Project description:Genomic sequences of Epstein-Barr virus (EBV) have been of interest because the virus is associated with cancers, such as nasopharyngeal carcinoma, and conditions such as infectious mononucleosis. The progress of whole-genome EBV sequencing has been limited by the inefficiency and cost of the first-generation sequencing technology. With the advancement of next-generation sequencing (NGS) and target enrichment strategies, increasing number of EBV genomes has been published. These genomes were sequenced using different approaches, either with or without EBV DNA enrichment. This review provides an overview of the EBV genomes published to date, and a description of the sequencing technology and bioinformatic analyses employed in generating these sequences.
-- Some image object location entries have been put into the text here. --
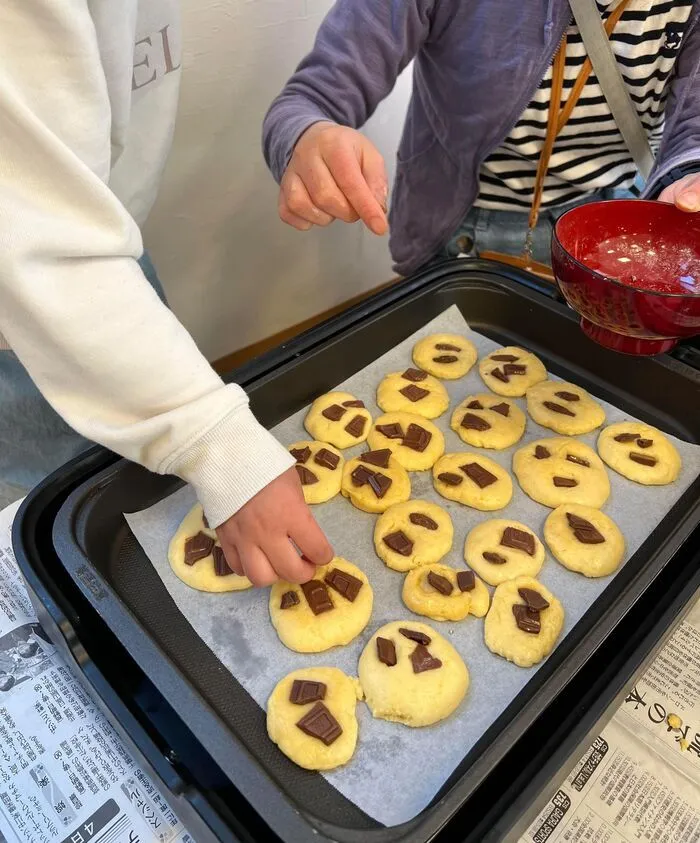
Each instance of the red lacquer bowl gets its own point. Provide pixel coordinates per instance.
(631, 269)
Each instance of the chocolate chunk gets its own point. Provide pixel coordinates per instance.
(558, 408)
(478, 474)
(356, 426)
(415, 635)
(379, 458)
(317, 596)
(519, 540)
(533, 599)
(198, 547)
(386, 651)
(472, 422)
(422, 660)
(414, 393)
(414, 375)
(307, 477)
(399, 542)
(345, 584)
(305, 691)
(450, 479)
(334, 413)
(421, 520)
(319, 723)
(440, 583)
(466, 581)
(289, 599)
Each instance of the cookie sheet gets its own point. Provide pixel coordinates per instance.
(397, 770)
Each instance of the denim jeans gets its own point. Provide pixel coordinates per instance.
(34, 439)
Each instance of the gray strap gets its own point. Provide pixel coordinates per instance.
(600, 52)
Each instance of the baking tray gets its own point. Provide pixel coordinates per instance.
(96, 546)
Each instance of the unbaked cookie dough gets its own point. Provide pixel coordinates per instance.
(374, 481)
(511, 371)
(564, 408)
(413, 391)
(524, 621)
(328, 611)
(561, 470)
(639, 452)
(412, 534)
(196, 557)
(338, 418)
(445, 594)
(447, 356)
(415, 442)
(311, 717)
(473, 480)
(584, 540)
(416, 680)
(320, 469)
(485, 421)
(500, 550)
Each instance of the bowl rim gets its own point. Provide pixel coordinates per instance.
(555, 236)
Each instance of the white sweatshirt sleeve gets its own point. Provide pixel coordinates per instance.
(74, 304)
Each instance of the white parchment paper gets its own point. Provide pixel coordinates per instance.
(397, 770)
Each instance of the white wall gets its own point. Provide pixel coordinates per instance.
(233, 272)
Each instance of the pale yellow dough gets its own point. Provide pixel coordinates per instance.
(431, 406)
(420, 596)
(592, 560)
(588, 414)
(325, 430)
(342, 694)
(517, 384)
(617, 454)
(409, 458)
(536, 476)
(425, 352)
(397, 693)
(504, 431)
(200, 575)
(303, 631)
(503, 636)
(364, 498)
(429, 546)
(486, 538)
(328, 484)
(492, 497)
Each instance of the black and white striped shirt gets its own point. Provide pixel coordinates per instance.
(589, 154)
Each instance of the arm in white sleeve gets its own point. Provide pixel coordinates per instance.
(74, 304)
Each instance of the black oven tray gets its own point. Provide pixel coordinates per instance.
(119, 586)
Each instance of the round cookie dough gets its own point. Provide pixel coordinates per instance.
(401, 434)
(511, 381)
(363, 491)
(338, 694)
(342, 410)
(305, 631)
(320, 469)
(505, 638)
(422, 532)
(201, 574)
(484, 421)
(573, 534)
(413, 391)
(400, 694)
(447, 356)
(564, 408)
(538, 464)
(495, 562)
(452, 481)
(630, 447)
(426, 592)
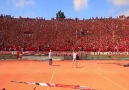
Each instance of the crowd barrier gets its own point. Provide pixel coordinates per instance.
(68, 55)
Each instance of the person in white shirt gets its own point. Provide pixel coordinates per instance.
(74, 58)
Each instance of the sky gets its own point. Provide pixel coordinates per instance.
(72, 8)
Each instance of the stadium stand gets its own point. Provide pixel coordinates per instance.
(94, 36)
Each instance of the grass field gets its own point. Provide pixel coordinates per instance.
(96, 74)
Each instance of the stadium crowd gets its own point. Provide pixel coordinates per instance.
(38, 34)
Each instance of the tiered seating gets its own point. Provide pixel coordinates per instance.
(105, 34)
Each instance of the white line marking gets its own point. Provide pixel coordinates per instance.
(107, 78)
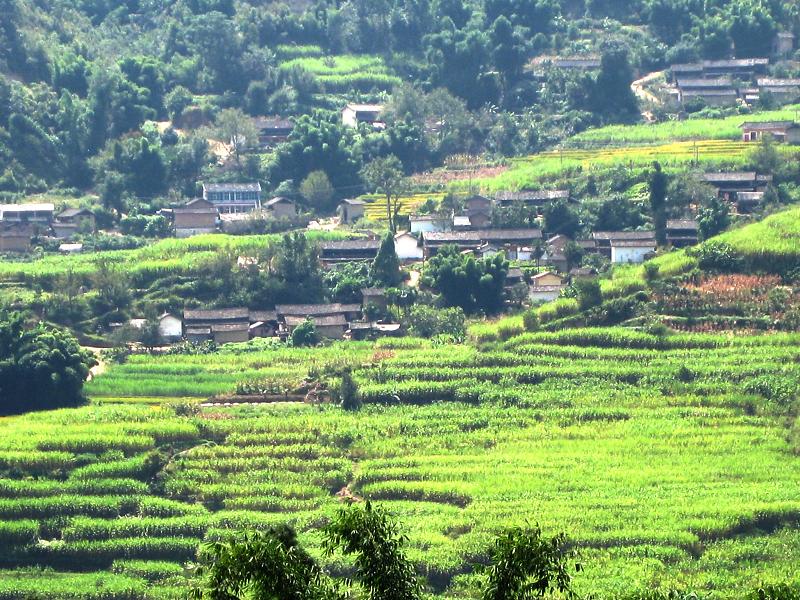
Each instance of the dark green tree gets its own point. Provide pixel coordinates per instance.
(657, 183)
(385, 269)
(526, 566)
(374, 540)
(40, 367)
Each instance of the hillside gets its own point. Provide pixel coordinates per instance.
(656, 476)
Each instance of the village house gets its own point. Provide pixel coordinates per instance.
(781, 131)
(374, 296)
(631, 251)
(604, 239)
(351, 210)
(407, 247)
(337, 251)
(281, 208)
(731, 183)
(783, 44)
(37, 215)
(355, 114)
(272, 130)
(423, 223)
(682, 232)
(537, 199)
(545, 279)
(263, 323)
(747, 202)
(233, 197)
(222, 326)
(195, 217)
(509, 239)
(544, 293)
(781, 90)
(15, 237)
(170, 328)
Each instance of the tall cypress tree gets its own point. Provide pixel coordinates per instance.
(385, 269)
(658, 202)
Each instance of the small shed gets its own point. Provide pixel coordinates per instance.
(407, 247)
(351, 210)
(631, 251)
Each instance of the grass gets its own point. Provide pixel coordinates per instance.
(689, 129)
(660, 480)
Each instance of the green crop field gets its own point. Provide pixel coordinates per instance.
(689, 129)
(342, 73)
(168, 256)
(670, 462)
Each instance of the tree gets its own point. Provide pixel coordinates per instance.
(713, 218)
(560, 218)
(237, 129)
(305, 334)
(317, 190)
(348, 392)
(657, 183)
(374, 539)
(385, 176)
(525, 566)
(385, 270)
(474, 285)
(40, 367)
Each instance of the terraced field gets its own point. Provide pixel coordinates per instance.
(668, 461)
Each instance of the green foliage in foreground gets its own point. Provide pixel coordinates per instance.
(665, 459)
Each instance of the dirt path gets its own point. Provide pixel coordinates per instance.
(639, 88)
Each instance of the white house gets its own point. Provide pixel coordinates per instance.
(407, 247)
(427, 223)
(631, 251)
(545, 293)
(170, 327)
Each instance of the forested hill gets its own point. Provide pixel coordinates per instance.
(78, 75)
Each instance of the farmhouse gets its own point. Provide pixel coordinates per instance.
(631, 251)
(15, 237)
(407, 247)
(82, 218)
(530, 198)
(195, 217)
(355, 114)
(170, 327)
(781, 131)
(604, 239)
(545, 279)
(273, 130)
(281, 208)
(682, 232)
(423, 223)
(374, 296)
(544, 293)
(233, 197)
(512, 239)
(348, 250)
(351, 210)
(781, 90)
(223, 326)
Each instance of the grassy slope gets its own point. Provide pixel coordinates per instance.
(650, 476)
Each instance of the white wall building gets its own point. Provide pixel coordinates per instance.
(631, 251)
(407, 247)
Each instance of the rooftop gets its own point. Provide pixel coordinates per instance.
(223, 314)
(232, 187)
(30, 207)
(482, 235)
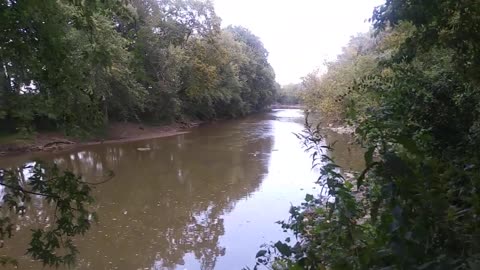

We further explored ways through which the quality of sequencing data can be improved, such as using DNA oligos for capture hybridization, and longer insert size and read length in the sequencing runs. These advances will enable large-scale genomic sequencing of EBV which will facilitate a better understanding of the genetic variations of EBV in different geographic regions and discovery of potentially pathogenic variants in specific diseases.